Les dunes entre Wimereux et Ambleteuse dites dunes de la Slack, étaient splendides. Mais, en 1970, elles étaient devenues propriété d'une vaste entreprise de carrières "Magnésie et Dolomies de France" (filiale de Jeumont-Schneider du Baron Empain) qui exploitait le sable et escomptait vendre ensuite les terrains aplanis à un promoteur (qui était d'ailleurs trouvé).

Il était grand temps d'intervenir... L'état inquiétant du massif dunaire a été remarquablement décrit dans un article du Bulletin des A.F.A., n° 10 de 1971, auquel nous renvoyons le lecteur. C'est l'Association des "Amis du Fort d'Ambleteuse" qui s'est lancée dans l'aventure, avec le soutien de NORD-NATURE. C'était la lutte de la dernière chance.

Cette association, les A.F.A., occupait en effet une place privilégiée, sur la plage d'Ambleteuse, à l'embouchure de la Slack ; outre la visite du Fort, le Docteur et Madame Méreau organisaient des animations sur la plage, ce qui garantissait une audience auprès du public tous les étés. Des pétitions, demandant le classement des dunes, déjà inscrites depuis 1970 à l'inventaire des sites naturels (ce qui n'apportait aucune garantie légale de sauvegarde), ont été présentées au public : un premier lot important de signatures (2500) a pu être envoyé au Préfet.

L'exploitation du sable continuant, la campagne de pétitions a continué l'année suivante pour demander le classement des dunes. Bien sûr, elle était accompagnée d'une large information par tous les moyens en usage dans nos associations (expositions, conférences...) et par des courriers aux divers responsables. Bien sûr, elle rencontrait l'opposition des exploitants de sable qui avaient déjà creusé des trous énormes dans les dunes en cours de déstabilisation. Une enquête publique pour le classement fut donc ouverte et les A.F.A. purent fournir 2000 signatures favorables au classement en août 1971, NORD-NATURE envoyant de son côté, son avis favorable et un lot de signatures. Là encore tous les moyens médiatiques furent utilisés dans la polémique et une émission télévisée controversée fut diffusée au niveau national sur le problème, montrant l'opposition économie/écologie, où les A.F.A. apparaissaient comme les empêcheurs de "bétonner en rond" puisque bloquant l'extraction du sable ; ils s'opposaient au promoteur belge qui voulait construire villas, bungalows et même, un port de plaisance ; mais une saine réaction locale et régionale permit de rétablir la réalité des problèmes.

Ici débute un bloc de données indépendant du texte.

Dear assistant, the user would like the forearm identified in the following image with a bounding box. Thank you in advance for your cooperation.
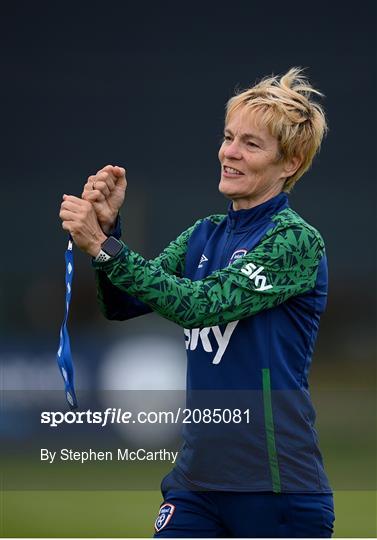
[92,239,316,328]
[95,270,152,321]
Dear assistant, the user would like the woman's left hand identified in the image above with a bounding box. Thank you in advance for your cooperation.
[59,195,107,257]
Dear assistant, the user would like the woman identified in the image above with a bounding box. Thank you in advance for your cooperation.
[60,68,334,538]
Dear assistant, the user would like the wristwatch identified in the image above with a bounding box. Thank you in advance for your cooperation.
[94,236,123,262]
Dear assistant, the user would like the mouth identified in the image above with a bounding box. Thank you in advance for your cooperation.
[222,165,244,178]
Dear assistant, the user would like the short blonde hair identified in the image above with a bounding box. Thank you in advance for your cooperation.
[225,67,328,192]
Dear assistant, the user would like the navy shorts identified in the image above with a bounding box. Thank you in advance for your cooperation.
[154,470,334,538]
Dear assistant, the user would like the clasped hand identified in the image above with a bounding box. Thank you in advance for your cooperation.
[59,165,127,257]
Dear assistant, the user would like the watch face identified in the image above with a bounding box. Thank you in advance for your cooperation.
[101,236,123,257]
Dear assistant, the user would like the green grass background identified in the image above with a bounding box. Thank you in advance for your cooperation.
[0,366,377,538]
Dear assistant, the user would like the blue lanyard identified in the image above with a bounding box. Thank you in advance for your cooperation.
[56,235,77,409]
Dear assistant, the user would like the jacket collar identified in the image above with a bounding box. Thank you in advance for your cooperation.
[227,193,289,230]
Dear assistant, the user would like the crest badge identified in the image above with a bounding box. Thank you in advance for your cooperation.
[154,503,175,532]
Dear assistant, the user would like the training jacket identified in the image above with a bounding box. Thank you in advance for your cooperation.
[93,193,331,493]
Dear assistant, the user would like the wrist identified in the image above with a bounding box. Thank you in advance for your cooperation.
[94,236,124,262]
[88,231,108,257]
[99,214,118,236]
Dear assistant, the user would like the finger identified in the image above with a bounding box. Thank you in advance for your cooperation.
[97,165,114,174]
[63,194,82,205]
[59,208,77,222]
[62,221,73,232]
[113,165,127,178]
[82,189,106,204]
[60,201,82,214]
[93,180,111,198]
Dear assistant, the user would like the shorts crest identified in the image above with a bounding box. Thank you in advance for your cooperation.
[154,503,175,532]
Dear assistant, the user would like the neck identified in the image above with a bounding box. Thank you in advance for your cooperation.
[232,189,282,210]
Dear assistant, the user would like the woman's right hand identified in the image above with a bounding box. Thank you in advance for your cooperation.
[81,165,127,234]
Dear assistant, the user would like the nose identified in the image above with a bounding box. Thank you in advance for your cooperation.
[224,139,242,159]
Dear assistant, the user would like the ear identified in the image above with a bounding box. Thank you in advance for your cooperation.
[283,156,302,178]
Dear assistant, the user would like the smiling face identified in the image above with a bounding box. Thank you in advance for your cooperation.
[219,107,298,210]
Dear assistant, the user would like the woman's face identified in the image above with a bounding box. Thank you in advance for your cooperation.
[219,108,297,210]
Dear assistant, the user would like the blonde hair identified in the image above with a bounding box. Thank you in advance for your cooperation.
[225,67,328,192]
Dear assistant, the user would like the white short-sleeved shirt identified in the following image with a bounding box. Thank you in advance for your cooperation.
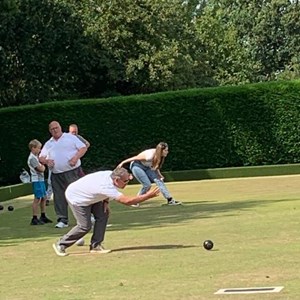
[40,132,86,174]
[27,152,44,182]
[140,149,155,168]
[65,171,123,206]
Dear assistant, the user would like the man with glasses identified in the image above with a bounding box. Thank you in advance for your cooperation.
[53,168,159,256]
[39,121,87,228]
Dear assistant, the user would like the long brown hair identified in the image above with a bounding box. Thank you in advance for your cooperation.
[152,142,168,170]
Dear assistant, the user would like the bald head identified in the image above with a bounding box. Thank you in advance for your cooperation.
[49,121,63,140]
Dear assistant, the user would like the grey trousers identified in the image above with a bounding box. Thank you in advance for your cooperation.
[51,167,83,224]
[59,201,108,248]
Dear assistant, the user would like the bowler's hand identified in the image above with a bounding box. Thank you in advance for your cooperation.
[145,187,159,199]
[69,157,78,167]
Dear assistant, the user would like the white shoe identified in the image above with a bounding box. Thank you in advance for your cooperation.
[55,221,69,228]
[52,243,68,256]
[168,199,181,205]
[75,238,84,246]
[90,245,111,254]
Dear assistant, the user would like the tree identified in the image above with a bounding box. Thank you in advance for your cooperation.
[196,0,300,84]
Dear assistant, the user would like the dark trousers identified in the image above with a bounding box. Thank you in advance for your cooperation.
[51,167,83,224]
[59,201,108,248]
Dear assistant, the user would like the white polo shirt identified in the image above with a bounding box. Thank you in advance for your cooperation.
[40,132,86,174]
[140,149,155,168]
[65,171,123,206]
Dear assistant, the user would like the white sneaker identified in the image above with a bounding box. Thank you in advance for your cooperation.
[75,238,84,246]
[52,243,68,256]
[90,245,111,254]
[55,221,69,228]
[168,199,181,205]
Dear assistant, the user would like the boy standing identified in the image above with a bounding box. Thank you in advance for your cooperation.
[27,139,52,225]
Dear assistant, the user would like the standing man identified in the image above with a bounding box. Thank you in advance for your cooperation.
[39,121,87,228]
[53,168,159,256]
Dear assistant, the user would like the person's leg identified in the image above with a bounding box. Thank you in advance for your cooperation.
[51,167,81,227]
[130,162,151,195]
[51,173,68,227]
[146,169,181,205]
[90,201,108,249]
[30,181,44,225]
[46,170,53,205]
[58,204,92,249]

Le projet de classement évoluait favorablement et la pression maintenue des associations a alors permis la suite favorable des procédures administratives. Le décret de classement des dunes de la Slack a été prononcé par le Conseil d'Etat, signé par le Ministre Pierre Messmer le 23 novembre 1973 et il est paru au J.O. du 2 décembre 1973 ; en même temps étaient classés la baie de la Slack et le domaine maritime s’étendant devant la baie ainsi que le massif dunaire.

Les dunes étaient sauvées. En principe, le classement devait bloquer l'extraction du sable et mettre fin à l'activité de l'entreprise et aux ambitions des promoteurs. Cependant l'exploitation, quoique ralentie, continuait.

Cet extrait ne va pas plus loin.